Paycom Software enters the post-earnings window with a notable short position shrinking — but not disappearing. The stock added 5.5% on the week to close at $131.68, and the read from the lending market is that bears have been actively covering. That tension between a recovering price and a still-elevated short base is the defining story this week.
Short sellers have been paring exposure since the Q1 report, but the position remains significant. SI as a percentage of the free float has dropped to 11.2% from a peak of around 12.8% in mid-April — a meaningful retreat, but still comfortably above the 9–10% range that prevailed through early April. The step-change higher in mid-April, when short interest jumped sharply from around 9.3% to above 12.5% in a matter of days around April 10–13, now looks like a pre-earnings accumulation. That position has been bleeding off since the Q1 number landed — roughly 1.5 percentage points of float have been covered in under two weeks.
The borrow market reinforces the covering narrative. Cost to borrow has eased to 0.42% — down roughly 16% on the week and nearly 24% over the past month — and availability is comfortable, meaning there is no friction pressuring shorts to stay in the trade. Borrow availability is running well off its 52-week tightness: utilization has retreated to around 19–20%, down from a high of 42% at any point in the past year, suggesting ample headroom in the lending pool for anyone who wants to put on or add to a short position. That loose backdrop removes one of the usual squeeze catalysts.
Options traders have also shifted notably more constructive. The put/call ratio has fallen to 0.67, well below its 20-day average of 0.75 and close to its 52-week low of 0.63. The z-score of roughly -0.79 confirms this is not a defensive posture — call flow dominates. Through most of April, when the stock was under pressure and the short position was being built, the PCR ran near 0.85–0.88. That reversal mirrors the price action: hedgers who loaded up ahead of results have largely stepped back.
The Street remains cautious, though not outright bearish.
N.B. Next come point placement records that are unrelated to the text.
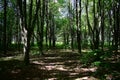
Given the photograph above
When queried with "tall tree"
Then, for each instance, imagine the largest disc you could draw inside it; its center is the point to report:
(5, 26)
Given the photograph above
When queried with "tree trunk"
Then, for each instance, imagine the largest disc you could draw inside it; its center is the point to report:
(5, 25)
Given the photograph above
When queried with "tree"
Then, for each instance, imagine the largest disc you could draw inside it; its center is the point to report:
(5, 26)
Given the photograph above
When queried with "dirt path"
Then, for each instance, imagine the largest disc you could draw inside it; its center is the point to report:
(54, 65)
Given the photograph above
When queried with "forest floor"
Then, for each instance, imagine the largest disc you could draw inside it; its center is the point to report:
(54, 65)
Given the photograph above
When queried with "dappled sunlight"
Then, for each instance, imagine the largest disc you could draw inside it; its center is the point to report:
(66, 66)
(52, 66)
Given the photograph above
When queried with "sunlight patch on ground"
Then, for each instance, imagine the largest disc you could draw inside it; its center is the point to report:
(87, 78)
(89, 69)
(85, 69)
(52, 57)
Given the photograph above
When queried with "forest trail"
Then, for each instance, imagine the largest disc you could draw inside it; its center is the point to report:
(54, 65)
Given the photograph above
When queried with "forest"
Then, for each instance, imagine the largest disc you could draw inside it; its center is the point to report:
(59, 39)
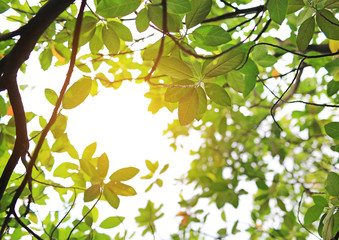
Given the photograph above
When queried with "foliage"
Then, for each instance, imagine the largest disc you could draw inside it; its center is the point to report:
(258, 79)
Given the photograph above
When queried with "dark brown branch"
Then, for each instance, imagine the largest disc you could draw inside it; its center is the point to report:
(237, 13)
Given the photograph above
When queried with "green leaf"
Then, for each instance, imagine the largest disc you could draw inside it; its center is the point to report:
(174, 94)
(200, 10)
(155, 15)
(332, 130)
(175, 68)
(45, 57)
(89, 151)
(313, 214)
(92, 193)
(319, 200)
(121, 189)
(332, 88)
(4, 6)
(211, 35)
(277, 10)
(116, 8)
(188, 107)
(51, 96)
(63, 170)
(164, 168)
(332, 185)
(124, 174)
(121, 30)
(305, 34)
(103, 165)
(77, 93)
(142, 21)
(110, 40)
(328, 24)
(225, 63)
(178, 6)
(111, 222)
(217, 94)
(152, 166)
(111, 197)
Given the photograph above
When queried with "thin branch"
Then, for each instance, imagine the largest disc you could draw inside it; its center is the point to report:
(237, 13)
(89, 211)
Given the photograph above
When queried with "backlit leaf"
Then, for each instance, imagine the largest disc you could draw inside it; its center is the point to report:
(332, 130)
(175, 68)
(77, 93)
(110, 40)
(277, 10)
(103, 165)
(117, 8)
(51, 96)
(92, 193)
(328, 24)
(225, 63)
(111, 222)
(200, 10)
(124, 174)
(188, 107)
(211, 35)
(305, 33)
(332, 185)
(217, 94)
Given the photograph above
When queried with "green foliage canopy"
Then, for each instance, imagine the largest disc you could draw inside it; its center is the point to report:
(258, 79)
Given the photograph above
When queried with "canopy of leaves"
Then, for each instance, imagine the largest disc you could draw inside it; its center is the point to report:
(258, 79)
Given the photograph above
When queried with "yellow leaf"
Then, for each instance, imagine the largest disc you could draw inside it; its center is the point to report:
(57, 55)
(334, 45)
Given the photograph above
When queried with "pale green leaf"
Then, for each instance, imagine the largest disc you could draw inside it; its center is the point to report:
(200, 10)
(211, 35)
(77, 93)
(188, 107)
(111, 222)
(175, 68)
(116, 8)
(225, 63)
(124, 174)
(305, 34)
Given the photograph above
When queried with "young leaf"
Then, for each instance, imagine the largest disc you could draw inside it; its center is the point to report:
(142, 21)
(178, 6)
(152, 166)
(77, 93)
(332, 185)
(175, 68)
(111, 197)
(277, 10)
(313, 214)
(188, 107)
(51, 96)
(116, 8)
(305, 33)
(124, 174)
(121, 30)
(217, 94)
(332, 130)
(103, 165)
(164, 169)
(225, 63)
(211, 35)
(89, 151)
(121, 189)
(92, 193)
(111, 40)
(200, 10)
(328, 23)
(111, 222)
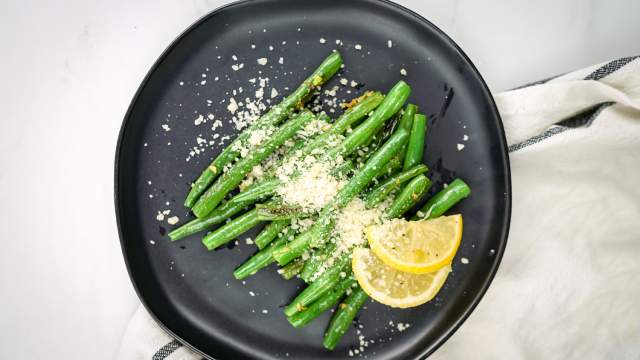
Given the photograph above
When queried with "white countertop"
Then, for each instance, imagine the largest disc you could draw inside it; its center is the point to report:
(68, 73)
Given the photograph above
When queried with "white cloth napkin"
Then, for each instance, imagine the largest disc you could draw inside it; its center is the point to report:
(569, 283)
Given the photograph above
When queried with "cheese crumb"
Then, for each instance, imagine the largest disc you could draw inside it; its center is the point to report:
(233, 106)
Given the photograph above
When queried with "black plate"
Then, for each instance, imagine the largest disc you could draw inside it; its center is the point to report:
(190, 291)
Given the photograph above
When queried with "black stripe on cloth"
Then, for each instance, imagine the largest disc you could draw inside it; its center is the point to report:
(581, 120)
(166, 350)
(539, 82)
(553, 130)
(609, 68)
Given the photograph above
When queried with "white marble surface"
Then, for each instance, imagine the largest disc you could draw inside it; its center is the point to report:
(68, 73)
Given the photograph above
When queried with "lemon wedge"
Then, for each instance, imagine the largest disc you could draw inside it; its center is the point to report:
(393, 287)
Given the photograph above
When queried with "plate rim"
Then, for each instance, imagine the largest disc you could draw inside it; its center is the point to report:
(443, 337)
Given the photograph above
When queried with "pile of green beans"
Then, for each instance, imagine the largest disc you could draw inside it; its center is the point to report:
(379, 146)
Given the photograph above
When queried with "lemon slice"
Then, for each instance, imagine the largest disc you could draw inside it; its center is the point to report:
(392, 287)
(416, 247)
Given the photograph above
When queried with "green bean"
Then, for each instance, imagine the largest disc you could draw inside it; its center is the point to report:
(389, 106)
(408, 197)
(278, 113)
(415, 148)
(234, 176)
(343, 317)
(319, 306)
(218, 216)
(365, 104)
(347, 311)
(231, 230)
(256, 191)
(391, 168)
(318, 232)
(279, 211)
(292, 269)
(324, 283)
(380, 192)
(270, 233)
(406, 122)
(258, 261)
(444, 200)
(311, 266)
The consensus sits at Hold, with 14 analysts in that camp and no recent upgrades. The most meaningful recent action came from UBS on April 21, where the firm kept its Buy rating but cut its price target from $210 to $183 — a signal of conviction tempered by lower expectations. Most of the broader target-cutting wave happened after the February earnings print, when firms including Barclays, Citigroup, Jefferies, and BMO all trimmed targets sharply. Since then, Barclays and Cantor Fitzgerald have nudged targets back up modestly in early March, aligning with the stock's partial recovery. The bull case centres on customer retention, upmarket traction, and a valuation that some see as undemanding at roughly 3x recurring revenue. Bears point to the soft 2026 revenue guide — management flagged a calendar anomaly weighing on recurring revenue growth — and question whether the upmarket momentum is durable. The P/E of 12.1x and EV/EBITDA of 6.8x are both marginally higher over 30 days, consistent with the price recovery rather than a re-rating. EPS momentum scores are solid — ranking in the 73rd and 76th percentiles on 30-day and 90-day measures — while the dividend score ranks in the 94th percentile, a reflection of capital returns rather than growth expectations.
Institutional ownership offers some stabilising context. Founder and CEO Chad Richison holds 12.4% of shares, and BlackRock added nearly 3 million shares in its most recently reported period, bringing its stake to 12.1%. Reinhart Partners added over 417,000 shares as of March 31 — a smaller but notably active position build. On the insider side, all recent transactions from February were award-and-sell sequences, which are routine for equity compensation programmes and carry limited directional signal.
With the Q1 results now cleared and the short overhang visibly deflating, the key watchpoint is whether SI continues its descent toward the pre-earnings 9–10% range — or whether new sellers step in to rebuild the position as the stock approaches the $130–$135 area where multiple price targets cluster.